New Doc Sheds (More) Light on Life of Lennon

It’s hard to imagine that there be much left to learn about the world’s most well recognized and famous figures, but the new documentary “LennonNYC” does just that. 

In never-before heard audio and never -before seen film, LennonNYC shows John Lennon as a dad, husband, and New Yorker. The film will be officially premiere on PBS’s “American Masters” on November 22nd, but on Saturday, October 9, on what would have been Lennon’s 70th birthday, a special screening of the documentary will be shown in Central Park.

Michael Epstein, who wrote and directed LennonNYC, said he sometimes felt like he was crashing a party he was never supposed to be at, learning all the behind the scenes aspects of Lennon’s life and personality. 

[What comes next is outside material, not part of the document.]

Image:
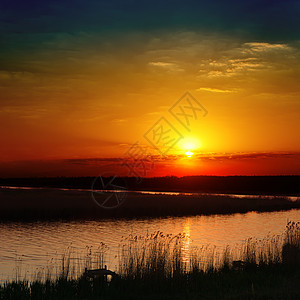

NBCNewYork asked him what his favorite uncovered Lennon tidbit was. Epstein said it was an audio recording of Lennon ordering sushi during one of his last recording sessions. Lennon tells his band-mates to order the sashimi and Tomago under Yoko’s name, because it would never get there if it had his name on it, Lennon says while giggling. It’s exactly moments like these, which the film tries to highlight. They are moments that show Lennon they way his friends like Jack Douglas, who was also his audio producer, knew him.

Douglas took NBCNewYork on a tour of Lennon’s old neighborhood, the Upper West Side, near the Dakota. Just down the street, where a Le Pain Quotidian now stands, was the cleaners where Lennon, himself, picked up all his cleaning. Douglas said, despite Lennon’s fame, he still had to present his cleaning stub. “No ticket, no laundry. It holds true for everyone”. Douglas said the biggest draw of New York for Lennon was that he “was just part of the neighborhood. That’s why [Lennon] loved New York, because he could come here and just be an “ex-Beatle”.

Douglas showed us the Prescriptions store on Columbus and 72nd that Lennon frequented, the place where he bought the now infamous silver jacket with the black fur collar, and the breakfast spot, Café La Fortuna, which is now a Hardware store, where Douglas and Lennon would eat egg-whites.

“He used to be the fat Beatle” that’s why there were egg-whites only Douglas explains, “he was doing yoga and meditating in the room next to the control room” during recording sessions.

We asked Douglas what he would say to Lennon is he had the chance today. “I would say, ‘what is it I don’t know’. It’s a trick question, because he used to say to me ‘you don’t know anything’. I used to think I knew everything.”

LennonNYC will be shown at the Summer Stage in Central Park on Saturday, October 9 at 7pm. Doors open at 6 and space is first-come-first serve.